Oireachtas Joint and Select Committees

Tuesday, 14 December 2021

Joint Committee On Children, Equality, Disability, Integration And Youth

Child Poverty: Discussion

Photo of Lynn RuaneLynn Ruane (Independent) | Oireachtas source

I thank the witnesses for their contributions. I did not anticipate how anxious this conversation would make me today, but it has. It is clear we know all the solutions and we know what helps and what does not. We know about increased child benefit, social housing, the resourcing of services and multi-annual funding, but there is something lacking in how we engage with the systems. It is like we have created this idea that opportunity exists or if we create more opportunities we just need people to avail of them. However, that is not accurate. It is a myth if we do not begin to address the actual inequality in people's environments and their ability to engage with or recognise an opportunity even if the funding systems are available.

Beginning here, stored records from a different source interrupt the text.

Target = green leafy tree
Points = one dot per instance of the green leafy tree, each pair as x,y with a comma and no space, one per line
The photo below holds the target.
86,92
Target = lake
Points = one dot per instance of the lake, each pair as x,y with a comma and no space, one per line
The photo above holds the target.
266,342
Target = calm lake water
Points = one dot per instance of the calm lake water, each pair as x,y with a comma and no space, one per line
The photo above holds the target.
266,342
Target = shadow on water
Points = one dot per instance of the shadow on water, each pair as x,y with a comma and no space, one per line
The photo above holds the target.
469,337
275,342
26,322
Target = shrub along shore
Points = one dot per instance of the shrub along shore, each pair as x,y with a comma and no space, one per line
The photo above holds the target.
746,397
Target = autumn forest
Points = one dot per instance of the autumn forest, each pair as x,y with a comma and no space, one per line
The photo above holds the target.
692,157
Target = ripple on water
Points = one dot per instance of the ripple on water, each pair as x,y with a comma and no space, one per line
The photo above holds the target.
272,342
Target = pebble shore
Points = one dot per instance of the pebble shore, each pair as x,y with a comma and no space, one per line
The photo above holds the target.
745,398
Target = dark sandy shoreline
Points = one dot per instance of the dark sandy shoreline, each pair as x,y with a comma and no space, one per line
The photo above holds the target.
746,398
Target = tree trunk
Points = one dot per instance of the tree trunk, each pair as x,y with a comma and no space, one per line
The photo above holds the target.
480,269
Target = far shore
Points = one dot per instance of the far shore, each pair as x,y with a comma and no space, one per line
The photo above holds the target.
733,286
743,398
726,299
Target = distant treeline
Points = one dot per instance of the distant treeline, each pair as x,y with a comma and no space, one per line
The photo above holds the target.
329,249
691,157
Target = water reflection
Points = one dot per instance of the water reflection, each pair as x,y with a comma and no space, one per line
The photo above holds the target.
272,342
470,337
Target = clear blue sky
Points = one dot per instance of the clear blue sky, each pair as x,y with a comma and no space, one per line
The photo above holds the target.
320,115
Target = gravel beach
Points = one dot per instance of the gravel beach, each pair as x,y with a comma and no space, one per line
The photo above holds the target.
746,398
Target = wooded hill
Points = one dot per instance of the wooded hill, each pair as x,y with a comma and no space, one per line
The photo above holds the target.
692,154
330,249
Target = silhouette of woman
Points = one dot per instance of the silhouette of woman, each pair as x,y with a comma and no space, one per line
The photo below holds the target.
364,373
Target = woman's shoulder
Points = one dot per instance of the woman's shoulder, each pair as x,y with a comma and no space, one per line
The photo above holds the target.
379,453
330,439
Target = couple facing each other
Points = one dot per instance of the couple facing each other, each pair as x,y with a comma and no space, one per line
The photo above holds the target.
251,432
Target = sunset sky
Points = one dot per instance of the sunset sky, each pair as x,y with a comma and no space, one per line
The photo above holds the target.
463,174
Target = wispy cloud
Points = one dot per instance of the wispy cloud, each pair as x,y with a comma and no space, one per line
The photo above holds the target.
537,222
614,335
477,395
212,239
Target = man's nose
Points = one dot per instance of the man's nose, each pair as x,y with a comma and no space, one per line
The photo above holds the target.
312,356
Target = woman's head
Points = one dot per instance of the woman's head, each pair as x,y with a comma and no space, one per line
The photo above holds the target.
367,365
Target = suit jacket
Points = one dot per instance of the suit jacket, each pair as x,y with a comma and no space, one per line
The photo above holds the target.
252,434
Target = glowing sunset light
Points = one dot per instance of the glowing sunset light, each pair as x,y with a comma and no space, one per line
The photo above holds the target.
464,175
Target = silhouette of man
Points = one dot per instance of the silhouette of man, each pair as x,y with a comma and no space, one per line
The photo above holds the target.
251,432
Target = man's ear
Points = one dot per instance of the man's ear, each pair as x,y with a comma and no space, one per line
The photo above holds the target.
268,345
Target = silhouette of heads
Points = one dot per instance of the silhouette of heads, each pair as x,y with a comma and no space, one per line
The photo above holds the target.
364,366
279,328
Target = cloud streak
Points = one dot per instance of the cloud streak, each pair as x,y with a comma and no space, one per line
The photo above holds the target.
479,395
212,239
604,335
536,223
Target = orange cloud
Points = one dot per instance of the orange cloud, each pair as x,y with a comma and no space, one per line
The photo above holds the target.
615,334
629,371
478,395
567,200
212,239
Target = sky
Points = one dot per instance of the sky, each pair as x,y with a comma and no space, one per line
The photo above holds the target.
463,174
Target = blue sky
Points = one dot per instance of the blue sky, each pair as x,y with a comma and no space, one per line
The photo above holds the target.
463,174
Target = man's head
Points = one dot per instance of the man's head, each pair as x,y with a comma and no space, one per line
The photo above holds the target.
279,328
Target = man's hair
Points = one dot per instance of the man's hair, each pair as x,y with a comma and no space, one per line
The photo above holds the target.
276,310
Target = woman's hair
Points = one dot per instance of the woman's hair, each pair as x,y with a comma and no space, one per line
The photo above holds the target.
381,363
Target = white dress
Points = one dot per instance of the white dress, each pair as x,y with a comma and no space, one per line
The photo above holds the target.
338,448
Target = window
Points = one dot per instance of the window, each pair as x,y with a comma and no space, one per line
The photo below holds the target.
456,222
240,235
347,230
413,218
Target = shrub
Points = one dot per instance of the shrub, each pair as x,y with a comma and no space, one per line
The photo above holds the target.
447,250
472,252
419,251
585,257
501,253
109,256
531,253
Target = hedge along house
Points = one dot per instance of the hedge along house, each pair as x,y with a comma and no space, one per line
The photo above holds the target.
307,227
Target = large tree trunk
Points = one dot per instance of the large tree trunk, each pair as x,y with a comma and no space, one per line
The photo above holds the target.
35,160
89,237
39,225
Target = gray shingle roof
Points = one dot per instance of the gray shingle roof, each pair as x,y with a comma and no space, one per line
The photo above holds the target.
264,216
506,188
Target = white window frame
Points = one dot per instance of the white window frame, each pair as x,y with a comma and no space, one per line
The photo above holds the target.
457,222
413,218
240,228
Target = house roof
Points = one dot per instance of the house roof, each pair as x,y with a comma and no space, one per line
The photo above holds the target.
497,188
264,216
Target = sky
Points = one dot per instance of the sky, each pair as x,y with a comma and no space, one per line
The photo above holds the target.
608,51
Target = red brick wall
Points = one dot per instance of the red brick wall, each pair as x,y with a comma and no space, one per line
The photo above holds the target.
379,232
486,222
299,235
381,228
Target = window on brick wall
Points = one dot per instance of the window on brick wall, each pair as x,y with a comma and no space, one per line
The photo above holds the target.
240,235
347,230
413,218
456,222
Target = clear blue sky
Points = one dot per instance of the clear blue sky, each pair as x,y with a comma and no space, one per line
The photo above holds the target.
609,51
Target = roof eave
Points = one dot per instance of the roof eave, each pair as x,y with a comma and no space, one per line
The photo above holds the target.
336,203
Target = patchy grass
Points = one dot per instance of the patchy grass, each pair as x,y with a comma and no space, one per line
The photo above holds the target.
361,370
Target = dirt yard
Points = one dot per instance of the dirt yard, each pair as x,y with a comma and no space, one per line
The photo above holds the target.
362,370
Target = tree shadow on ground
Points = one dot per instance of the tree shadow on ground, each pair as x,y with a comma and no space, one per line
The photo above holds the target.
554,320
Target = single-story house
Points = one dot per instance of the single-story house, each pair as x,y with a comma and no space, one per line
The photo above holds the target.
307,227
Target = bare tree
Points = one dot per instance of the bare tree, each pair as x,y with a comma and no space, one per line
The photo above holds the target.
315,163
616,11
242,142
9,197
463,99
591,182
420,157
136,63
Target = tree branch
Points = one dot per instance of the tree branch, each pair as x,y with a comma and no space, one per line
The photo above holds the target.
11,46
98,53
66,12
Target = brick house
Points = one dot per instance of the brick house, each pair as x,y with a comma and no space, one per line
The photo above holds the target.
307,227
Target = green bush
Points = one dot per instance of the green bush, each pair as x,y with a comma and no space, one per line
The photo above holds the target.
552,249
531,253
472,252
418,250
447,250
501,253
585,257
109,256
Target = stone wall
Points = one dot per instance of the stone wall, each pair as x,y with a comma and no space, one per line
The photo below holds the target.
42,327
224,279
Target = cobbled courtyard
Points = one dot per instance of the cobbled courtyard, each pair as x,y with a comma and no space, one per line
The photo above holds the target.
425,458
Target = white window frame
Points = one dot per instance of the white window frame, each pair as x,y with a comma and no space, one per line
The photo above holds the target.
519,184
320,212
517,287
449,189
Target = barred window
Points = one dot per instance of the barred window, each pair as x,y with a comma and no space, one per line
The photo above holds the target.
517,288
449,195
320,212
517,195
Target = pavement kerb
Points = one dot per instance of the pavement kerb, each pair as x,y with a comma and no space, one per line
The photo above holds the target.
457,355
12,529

I believe all these solutions and these policy areas are existing in something invisible, the bubble we are not talking about, which is a State and policy agenda that is primarily neoliberal. That is infecting policy relating to childcare and housing. How can we address this if we do not talk about some of the larger, top-down issues, instead of forcing people to feel the shame of poverty and to discuss in their communities how they solve their poverty that they did not even help to create in the first place? It existed before they were born. How can we start having real conversations about how we invest rapidly and aggressively in communities, pay people to go to education and pay people well in their employment and start talking about progressive tax systems so we can end child poverty and support women? My question is for Ms McKenna and perhaps Ms Kiernan or Dr. Keilthy. Are we failing to have those larger conversations about systems and the structural inequality that exists? If we do not start looking at that, we will only be moving from each of those policy points and trying to fix them. Is there something larger we should be doing so we are not only lifting the luckiest people or the ones who can recognise the opportunity but whereby we can transcend whole communities beyond poverty, not just lucky women, lucky families, those who could engage and those who might have had a little support? Does anybody have thoughts on how we can take whole communities out, not just create opportunities for some of the luckiest within those communities?